Broke and having a ball. Broke and being a kid.
Bra
and
Bra
. They were an odd pair. James was a short, dark-skinned poor kid, an outsider at school; Leon was taller, light-skinned, middle-class, and good-looking. Leon taught James two-handed boogie-woogie piano. James, a good boxer, taught Leon how to defend himself with his fists. They sang church songs together. They performed at the local Show Palace Theatre talent shows and at school. Leon enjoyed sneaking over to Aunt Honey's so-called whorehouse, which wasn't exactly a whorehouse but a place where poor folks struggled to live off nickels and dimes. There were a lot of people in that house—eighteen at one point—and while some of Aunt Honey's roomers turned tricks for the soldiers from nearby Fort Gordon, some of them also did what poor folks all over the South did in those days to survive: they sold moonshine and scrap metal; they sewed clothing, knitted blankets, and did odd carpentry and plumbing jobs; some washed white folks' laundry and cleaned their houses; a few made money playing skin, a card game; some went to church all day Sunday and ran numbers all day Monday. It was a busy house in a wild section of town, which made it perfect for two wild boys. James introduced Leon to his cousin Willie Glen—nicknamed Big Junior—and to his humorous, stuttering, cigar-smoking father, who appeared long enough to call James “Little Junior” but never seemed to call on Little Junior enough. James and Leon organized baseball games with neighborhood kids, playing on an empty lot, using a baseball and bat that James bought with money he'd earned shining shoes downtown—a ball and bat that James would collect up and head home with if the bigger boys tried to bully them. The two boys shined shoes on the same block of Broad Street at the same time. James, out on the street, was protective of his turf and would fight someone if they tried to take it, while Leon wisely shined shoes inside the barbershop. Years later, after James bought the radio station WRDW, located on the very same corner where he had shined shoes, he would tell visitors, “I used to shine shoes right here in front of this radio station.” It always made Leon chuckle, remembering how James would fight someone if they tried to take his corner.

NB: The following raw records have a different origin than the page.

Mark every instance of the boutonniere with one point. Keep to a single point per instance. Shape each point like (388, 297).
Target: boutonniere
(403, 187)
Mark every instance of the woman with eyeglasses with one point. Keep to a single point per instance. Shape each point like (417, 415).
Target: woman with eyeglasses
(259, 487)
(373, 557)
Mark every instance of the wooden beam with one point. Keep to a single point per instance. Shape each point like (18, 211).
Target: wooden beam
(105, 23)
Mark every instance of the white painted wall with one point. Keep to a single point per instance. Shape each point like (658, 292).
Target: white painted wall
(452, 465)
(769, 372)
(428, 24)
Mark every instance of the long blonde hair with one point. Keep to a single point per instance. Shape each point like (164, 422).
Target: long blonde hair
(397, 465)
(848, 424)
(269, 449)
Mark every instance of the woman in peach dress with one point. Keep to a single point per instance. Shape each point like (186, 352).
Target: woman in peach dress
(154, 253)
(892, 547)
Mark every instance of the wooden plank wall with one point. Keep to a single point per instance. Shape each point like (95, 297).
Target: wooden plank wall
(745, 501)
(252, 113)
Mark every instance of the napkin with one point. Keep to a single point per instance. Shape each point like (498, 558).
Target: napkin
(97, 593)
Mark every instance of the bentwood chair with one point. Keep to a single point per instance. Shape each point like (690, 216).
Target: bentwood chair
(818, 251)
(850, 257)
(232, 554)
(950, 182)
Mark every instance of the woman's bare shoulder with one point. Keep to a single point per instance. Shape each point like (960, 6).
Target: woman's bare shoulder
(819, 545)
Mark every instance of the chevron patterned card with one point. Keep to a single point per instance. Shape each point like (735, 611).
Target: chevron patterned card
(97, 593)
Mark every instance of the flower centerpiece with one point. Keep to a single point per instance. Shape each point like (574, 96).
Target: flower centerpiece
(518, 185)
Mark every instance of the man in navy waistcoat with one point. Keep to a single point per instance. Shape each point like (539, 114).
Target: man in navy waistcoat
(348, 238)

The two were inseparable—except when they went to the Bell Auditorium for the suicide box-offs. Five black boys were blindfolded and placed in a ring with a boxing glove on one hand and their other hand tied behind their backs. They would bash each other over the head until one of them was left standing. Leon refused to do it. His mother would see the bruises on his face and ask questions. But James? James had to make a dollar however he could, even after he'd gotten his face bashed in a few times.

“You ought to quit that, Bra,” Leon would mumble afterward.

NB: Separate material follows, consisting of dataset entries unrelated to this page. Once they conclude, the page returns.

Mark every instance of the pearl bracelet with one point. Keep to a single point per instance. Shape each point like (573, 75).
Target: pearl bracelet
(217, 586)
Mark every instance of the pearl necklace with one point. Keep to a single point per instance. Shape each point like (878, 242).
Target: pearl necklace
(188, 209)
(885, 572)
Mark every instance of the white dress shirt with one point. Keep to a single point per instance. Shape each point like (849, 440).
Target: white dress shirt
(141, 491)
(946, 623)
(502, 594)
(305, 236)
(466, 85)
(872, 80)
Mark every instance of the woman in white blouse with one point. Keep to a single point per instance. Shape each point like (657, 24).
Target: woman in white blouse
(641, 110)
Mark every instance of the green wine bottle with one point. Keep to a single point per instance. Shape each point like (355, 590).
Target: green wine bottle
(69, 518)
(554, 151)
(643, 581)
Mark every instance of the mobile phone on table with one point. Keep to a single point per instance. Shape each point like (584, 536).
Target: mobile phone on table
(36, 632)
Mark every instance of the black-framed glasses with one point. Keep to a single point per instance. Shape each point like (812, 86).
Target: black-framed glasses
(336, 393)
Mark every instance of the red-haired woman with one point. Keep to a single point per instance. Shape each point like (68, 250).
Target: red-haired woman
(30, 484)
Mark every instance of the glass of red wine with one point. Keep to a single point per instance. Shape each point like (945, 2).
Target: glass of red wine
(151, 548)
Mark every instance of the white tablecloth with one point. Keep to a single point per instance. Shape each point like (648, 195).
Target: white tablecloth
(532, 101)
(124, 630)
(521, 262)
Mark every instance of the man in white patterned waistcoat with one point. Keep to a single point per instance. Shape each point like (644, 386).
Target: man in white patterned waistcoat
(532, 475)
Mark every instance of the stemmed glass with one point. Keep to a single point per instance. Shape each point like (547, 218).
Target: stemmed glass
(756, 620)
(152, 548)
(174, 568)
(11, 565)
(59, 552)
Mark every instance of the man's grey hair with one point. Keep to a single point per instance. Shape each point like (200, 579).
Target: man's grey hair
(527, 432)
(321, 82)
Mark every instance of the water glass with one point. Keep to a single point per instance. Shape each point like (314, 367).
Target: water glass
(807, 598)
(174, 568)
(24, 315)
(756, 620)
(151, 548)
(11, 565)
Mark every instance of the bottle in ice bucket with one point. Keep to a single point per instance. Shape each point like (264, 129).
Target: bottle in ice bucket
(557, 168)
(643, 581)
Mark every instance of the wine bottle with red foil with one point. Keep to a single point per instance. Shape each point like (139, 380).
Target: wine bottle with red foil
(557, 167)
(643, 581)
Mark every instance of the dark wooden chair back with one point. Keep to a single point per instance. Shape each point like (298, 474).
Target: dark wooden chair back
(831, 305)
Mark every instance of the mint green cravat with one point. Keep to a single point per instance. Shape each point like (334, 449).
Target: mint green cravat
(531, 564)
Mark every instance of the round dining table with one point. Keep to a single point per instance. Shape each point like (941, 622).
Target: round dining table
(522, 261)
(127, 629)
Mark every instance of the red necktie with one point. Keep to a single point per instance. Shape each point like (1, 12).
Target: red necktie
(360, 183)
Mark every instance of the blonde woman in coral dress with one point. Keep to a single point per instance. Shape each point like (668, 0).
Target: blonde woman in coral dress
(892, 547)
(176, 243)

“Gotta eat, Bra,” James would say. Leon understood. He needed money too. But he had a job.

“Sports and the church,” he would tell his wife years later, “helped save me.” Leon was a track star in school, setting high school records that would hold for decades. And in the early years, he had his piano or organ. He always played Sunday services at Macedonia Baptist, and when their choir traveled to visit other churches, Leon traveled with them. He played events and funerals, a rehearsal here, a practice there. His mom organized the children of the town in a choir. She would parade them in a row from church to church, and he played for that too. Playing the piano and organ helped keep him off the streets during his teen years, whereas James…well, James did not have enough money to buy church clothes even if he'd wanted to go to church. His aunt Honey
wanted
him to go, but she was in over her head. She had that big house with all those roomers and relatives. She couldn't force him to go. Plus, Leon told his wife in later years, “She was Willie Glen's mother, not Bro's. Bro didn't know where his mother was.”